Re-join cluster after auto-down

Periodic auto join should solve this.

Leave a comment

on 2012-06-19 18:05 *

By Jonas Bonér

Good. thanks .

on 2012-06-21 10:28 *

By Patrik Nordwall

Status changed from New to Accepted

on 2012-06-21 10:52 *

By Patrik Nordwall

We must decide how partition healing is supposed to work. I don't think this auto re-join is the full story.
Assume that deputy nodes == seed nodes.

4 nodes: N1, N2, S1, S2
seed nodes: S1, S2
S1 and S2 crash
N1 and N2 forms a new cluster
S1 and S2 are started again and connects to each other
How is N1 and N2 supposed to connect with S1 and S2 again?

Now we do extra gossip to deputy nodes, which currently is the live members of the seed nodes.
Is it this deputy node gossip that should handle that? I don't think current gossip merge algo support that.
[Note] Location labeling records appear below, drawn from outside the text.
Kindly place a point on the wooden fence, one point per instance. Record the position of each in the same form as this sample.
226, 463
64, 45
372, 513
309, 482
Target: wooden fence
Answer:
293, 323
We also do extra gossip to unreachable nodes. I'm not sure if the result of that is what we want, with current impl. That means that the unreachable state would propagate over to the other cluster.
4 nodes: N1, N2, N3, N4
split into 2 parts
part1: N1-N2
part2: N3-N4
N1(unreachable = {N3,N4})
N3(unreachable = {N1,N2})
N1 gossipTo N3 => N3(unreachable={N1,N2, N3,N4})

on 2012-06-21 11:34 *

By Patrik Nordwall

Assigned to set to Patrik Nordwall

Another much simpler scenario:
What should happen if none of the seed nodes are available at startup. Should the singleton cluster retry to join the seed nodes periodically?

on 2012-06-25 15:49 *

By Patrik Nordwall

Status changed from Accepted to Invalid

After discussion with Jonas and Björn we decided to not implement auto retry of join. If initial join fails then nothing more is done automatically. Manual action is to reboot the node or manually join another node. We don't do this automatically because joining two clusters is complicated when they have state (actors).

on 2012-10-25 21:05 *

By viktorklang

Milestone changed from Coltrane to 2.1